Forum Moderators: Robert Charlton & goodroi
Why I might not do it
Why I might do it?
What does Google do?
They will take the most appropriate URL, which is with / almost 99% of the times. I have never seen a duplicate content issue so far due to this. For www and non-www google has an option under webmaster console.
What is your opinion about it?
Thanks,
AjiNIMC
I'll just address one of your points...
Very important, when a person is coming to index.html I am redirecting it to / which is making my customer wait.
You need to do a server side 301 redirect, which is virtually instantaneous. Your customers will never notice.

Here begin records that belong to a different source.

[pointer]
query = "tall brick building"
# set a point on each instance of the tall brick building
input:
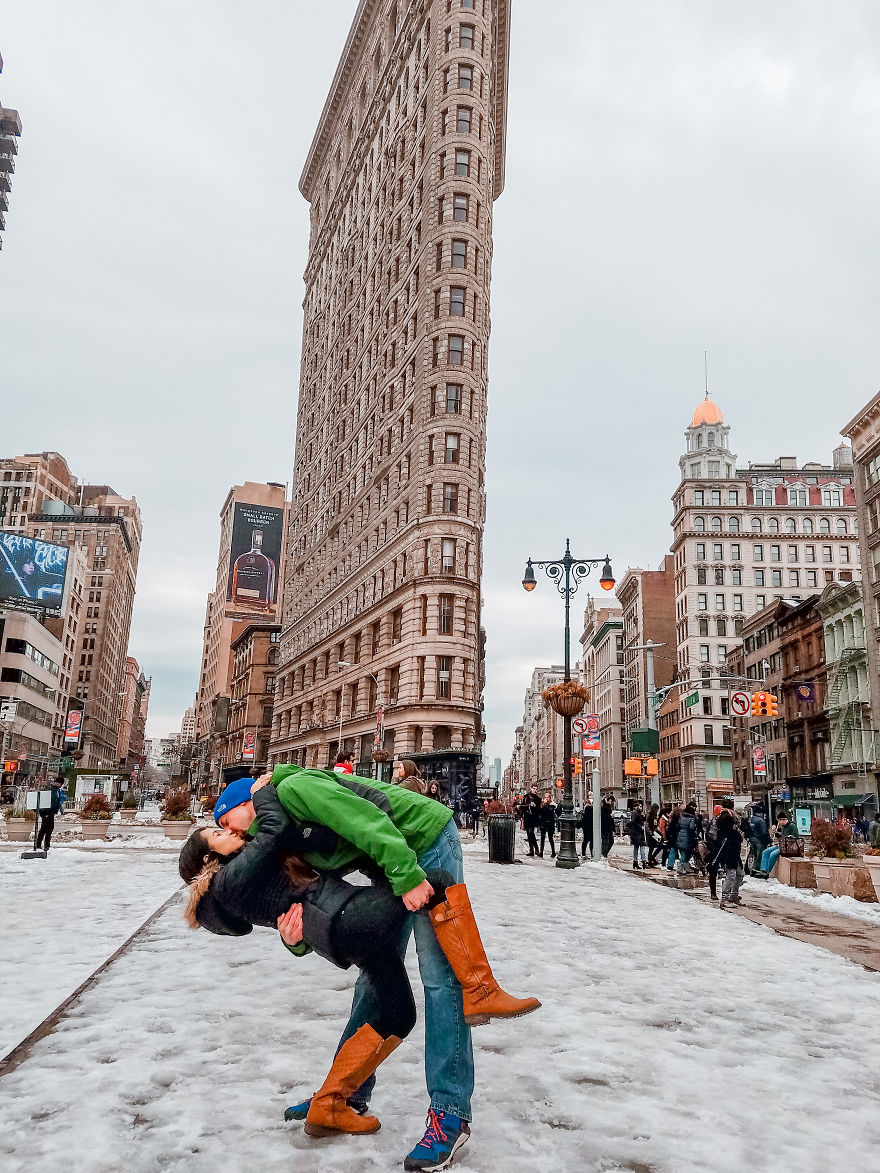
(381, 599)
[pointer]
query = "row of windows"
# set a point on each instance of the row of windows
(773, 524)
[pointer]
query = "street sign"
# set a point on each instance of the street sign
(739, 704)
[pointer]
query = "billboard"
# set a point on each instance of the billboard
(255, 557)
(32, 571)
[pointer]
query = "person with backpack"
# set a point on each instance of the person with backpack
(47, 818)
(635, 828)
(729, 854)
(685, 838)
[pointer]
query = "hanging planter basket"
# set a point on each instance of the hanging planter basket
(567, 698)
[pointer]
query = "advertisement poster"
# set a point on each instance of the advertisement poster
(73, 727)
(255, 557)
(32, 571)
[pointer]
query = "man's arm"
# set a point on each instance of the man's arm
(315, 799)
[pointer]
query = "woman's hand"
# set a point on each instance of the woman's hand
(290, 926)
(263, 780)
(418, 897)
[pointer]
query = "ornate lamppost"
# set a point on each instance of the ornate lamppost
(567, 574)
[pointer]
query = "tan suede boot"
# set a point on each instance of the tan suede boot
(460, 941)
(357, 1060)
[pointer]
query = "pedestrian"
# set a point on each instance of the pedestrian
(547, 821)
(407, 774)
(685, 838)
(385, 827)
(587, 828)
(532, 818)
(758, 839)
(729, 854)
(655, 840)
(637, 836)
(47, 818)
(711, 852)
(607, 825)
(234, 887)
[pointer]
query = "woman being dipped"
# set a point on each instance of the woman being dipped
(236, 885)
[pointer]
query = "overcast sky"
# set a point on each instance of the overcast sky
(681, 175)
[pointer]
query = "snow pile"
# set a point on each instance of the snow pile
(674, 1038)
(61, 917)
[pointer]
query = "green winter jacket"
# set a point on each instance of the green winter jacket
(374, 820)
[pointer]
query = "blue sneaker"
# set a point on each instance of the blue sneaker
(300, 1111)
(444, 1137)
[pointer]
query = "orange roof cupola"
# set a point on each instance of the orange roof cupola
(706, 413)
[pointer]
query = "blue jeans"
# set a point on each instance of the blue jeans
(448, 1051)
(769, 859)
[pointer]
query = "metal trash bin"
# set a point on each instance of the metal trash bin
(502, 838)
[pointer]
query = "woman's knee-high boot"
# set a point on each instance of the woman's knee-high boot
(459, 937)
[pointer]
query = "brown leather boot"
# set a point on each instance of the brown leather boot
(357, 1060)
(460, 941)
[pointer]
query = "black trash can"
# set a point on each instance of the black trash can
(502, 838)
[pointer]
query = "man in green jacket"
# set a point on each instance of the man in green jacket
(401, 833)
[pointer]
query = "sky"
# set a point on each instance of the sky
(681, 177)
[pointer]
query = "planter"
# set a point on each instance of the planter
(872, 866)
(19, 831)
(95, 828)
(177, 828)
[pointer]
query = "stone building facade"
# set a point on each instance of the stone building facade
(742, 538)
(381, 599)
(603, 659)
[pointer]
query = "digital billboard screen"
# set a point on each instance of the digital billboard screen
(32, 571)
(255, 558)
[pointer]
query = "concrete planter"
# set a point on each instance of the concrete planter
(797, 873)
(19, 831)
(872, 866)
(95, 828)
(177, 828)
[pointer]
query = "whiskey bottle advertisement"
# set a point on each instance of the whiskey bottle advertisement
(255, 556)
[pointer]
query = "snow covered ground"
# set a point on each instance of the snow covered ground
(61, 917)
(674, 1038)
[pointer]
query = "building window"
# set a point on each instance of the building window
(445, 618)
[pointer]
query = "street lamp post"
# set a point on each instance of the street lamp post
(567, 574)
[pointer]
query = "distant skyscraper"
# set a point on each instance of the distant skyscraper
(381, 601)
(9, 131)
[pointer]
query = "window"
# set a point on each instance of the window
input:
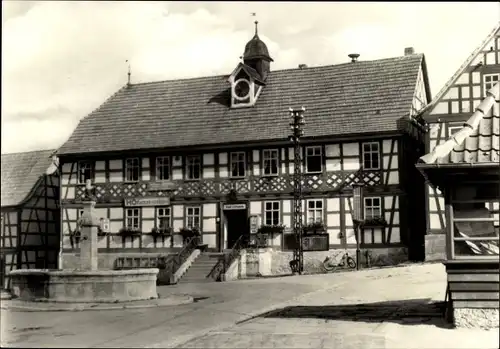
(132, 170)
(238, 164)
(270, 161)
(192, 217)
(193, 167)
(314, 159)
(163, 217)
(163, 168)
(371, 156)
(132, 218)
(453, 129)
(272, 212)
(85, 171)
(314, 211)
(373, 208)
(489, 81)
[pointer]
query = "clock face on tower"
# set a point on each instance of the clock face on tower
(241, 89)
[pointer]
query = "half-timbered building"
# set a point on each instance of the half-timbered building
(30, 212)
(210, 152)
(446, 115)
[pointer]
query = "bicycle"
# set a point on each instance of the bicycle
(331, 264)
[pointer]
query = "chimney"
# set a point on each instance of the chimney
(354, 57)
(409, 51)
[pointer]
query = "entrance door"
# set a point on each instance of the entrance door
(237, 225)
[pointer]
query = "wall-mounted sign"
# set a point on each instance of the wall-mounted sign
(148, 201)
(254, 224)
(235, 206)
(161, 186)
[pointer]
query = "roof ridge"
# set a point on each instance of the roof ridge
(30, 151)
(273, 71)
(459, 71)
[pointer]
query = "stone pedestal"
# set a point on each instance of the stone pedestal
(88, 240)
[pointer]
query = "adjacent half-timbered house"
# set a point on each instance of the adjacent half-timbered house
(447, 113)
(30, 212)
(210, 152)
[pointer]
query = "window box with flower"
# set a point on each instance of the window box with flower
(315, 228)
(374, 222)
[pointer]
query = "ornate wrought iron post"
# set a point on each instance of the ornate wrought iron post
(296, 125)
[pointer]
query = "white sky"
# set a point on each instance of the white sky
(61, 60)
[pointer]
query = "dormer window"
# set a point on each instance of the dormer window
(241, 89)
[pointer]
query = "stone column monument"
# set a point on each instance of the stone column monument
(88, 238)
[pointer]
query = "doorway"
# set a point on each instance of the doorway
(237, 225)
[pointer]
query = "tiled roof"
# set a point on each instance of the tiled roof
(20, 174)
(350, 98)
(460, 70)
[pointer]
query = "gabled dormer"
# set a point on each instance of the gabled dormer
(248, 79)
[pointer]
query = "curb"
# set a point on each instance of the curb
(24, 306)
(244, 318)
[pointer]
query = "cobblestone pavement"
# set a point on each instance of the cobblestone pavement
(385, 308)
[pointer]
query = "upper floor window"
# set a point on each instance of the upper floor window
(132, 218)
(132, 170)
(163, 168)
(489, 81)
(193, 167)
(314, 159)
(85, 171)
(314, 211)
(272, 212)
(193, 217)
(238, 163)
(371, 156)
(373, 207)
(163, 217)
(270, 161)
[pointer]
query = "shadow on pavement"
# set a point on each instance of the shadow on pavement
(404, 312)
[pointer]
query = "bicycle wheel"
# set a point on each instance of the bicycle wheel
(351, 263)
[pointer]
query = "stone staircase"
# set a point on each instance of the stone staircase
(200, 268)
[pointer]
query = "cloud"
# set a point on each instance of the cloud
(61, 60)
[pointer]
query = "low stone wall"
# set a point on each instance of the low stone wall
(106, 260)
(268, 261)
(78, 286)
(435, 247)
(313, 261)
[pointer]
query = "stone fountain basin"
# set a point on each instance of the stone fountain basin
(80, 286)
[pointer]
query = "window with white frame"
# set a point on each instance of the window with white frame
(371, 156)
(270, 161)
(314, 211)
(373, 207)
(193, 167)
(85, 171)
(132, 218)
(489, 81)
(314, 159)
(163, 217)
(132, 169)
(272, 212)
(163, 168)
(238, 164)
(192, 217)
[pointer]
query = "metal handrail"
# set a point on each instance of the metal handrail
(226, 259)
(179, 258)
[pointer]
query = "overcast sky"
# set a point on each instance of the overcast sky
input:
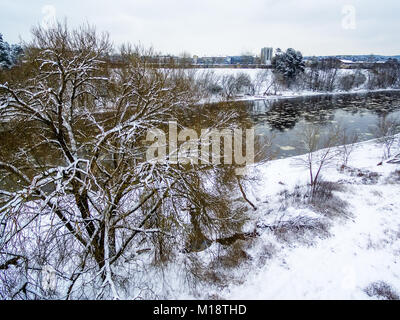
(213, 27)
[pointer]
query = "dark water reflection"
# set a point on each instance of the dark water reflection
(285, 119)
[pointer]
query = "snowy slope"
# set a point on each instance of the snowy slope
(363, 247)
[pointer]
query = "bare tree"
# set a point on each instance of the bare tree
(347, 145)
(385, 130)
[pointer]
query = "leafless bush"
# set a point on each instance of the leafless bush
(80, 195)
(352, 81)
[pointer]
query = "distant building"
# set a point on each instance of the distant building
(266, 55)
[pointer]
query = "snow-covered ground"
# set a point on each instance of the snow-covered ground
(363, 245)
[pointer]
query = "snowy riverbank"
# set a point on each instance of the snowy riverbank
(360, 248)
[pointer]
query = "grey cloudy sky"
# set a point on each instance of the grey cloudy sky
(213, 27)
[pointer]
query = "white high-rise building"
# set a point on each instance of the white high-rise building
(266, 55)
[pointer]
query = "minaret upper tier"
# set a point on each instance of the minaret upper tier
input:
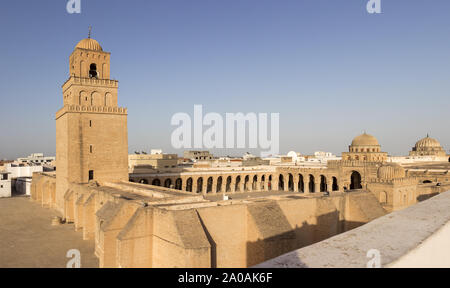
(89, 83)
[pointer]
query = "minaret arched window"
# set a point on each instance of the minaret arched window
(93, 71)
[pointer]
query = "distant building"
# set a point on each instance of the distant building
(153, 161)
(198, 155)
(21, 175)
(37, 159)
(5, 184)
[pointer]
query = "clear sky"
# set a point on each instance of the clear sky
(327, 66)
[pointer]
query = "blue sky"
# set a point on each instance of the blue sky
(327, 66)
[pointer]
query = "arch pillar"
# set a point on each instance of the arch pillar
(233, 185)
(296, 179)
(286, 182)
(329, 184)
(317, 184)
(242, 185)
(214, 186)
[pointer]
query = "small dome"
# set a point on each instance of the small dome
(365, 140)
(89, 44)
(391, 171)
(428, 142)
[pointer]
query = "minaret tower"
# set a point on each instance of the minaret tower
(91, 130)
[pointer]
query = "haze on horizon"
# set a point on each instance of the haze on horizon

Possibly, though, you may be thinking of a client side (browser) redirect, perhaps a meta refresh redirect. These are entirely different from proper 301s... not the same thing at all.
[edited by: Robert_Charlton at 9:01 am (utc) on May 2, 2007]
Very important, when a person is coming to index.html I am redirecting it to / which is making my customer wait.
You don't have to do it. Make index.html as the canonical one and eventually redirect the other way, or forbid duplicate ones with the robots.txt.
The point is that only one uri should be authoritative, regardless of which one.
No, because after it caused a disaster at MSN I've 301'd index.html or index.htm to the site root/ so no one will be able to see it, it'll redirect. You'll just have to take my word for it that exactly that very issue caused a couple of sites to totally bomb because the engine got it wrong (not Google, but why play with fire - MSN Search sends BUYERS). Besides which, I don't lift my skirt in front of strangers, and I don't know you. ;)
>>I have always Google taking care of it.
No, it isn't always taken care of, and for very good reasons. index.html may or may not be the root of a site, they are not necessarily the same page and often aren't. The root could be index.php or default.htm or whatever - and don't think for one minute that there haven't been people who spammed the h*ll out of the engines with multiples, using massive numbers of IBLs with different anchor text.
Let's not expect the crawlers to guess what we mean, let's be specific on what the root of a site is so it's made very clear. That's up to us, on our end.
http://www.example.com/ may or may not be the same as http://www.example.com/index.html or
http://www.example.com/index.htm - or any number of variations, which are all different pages.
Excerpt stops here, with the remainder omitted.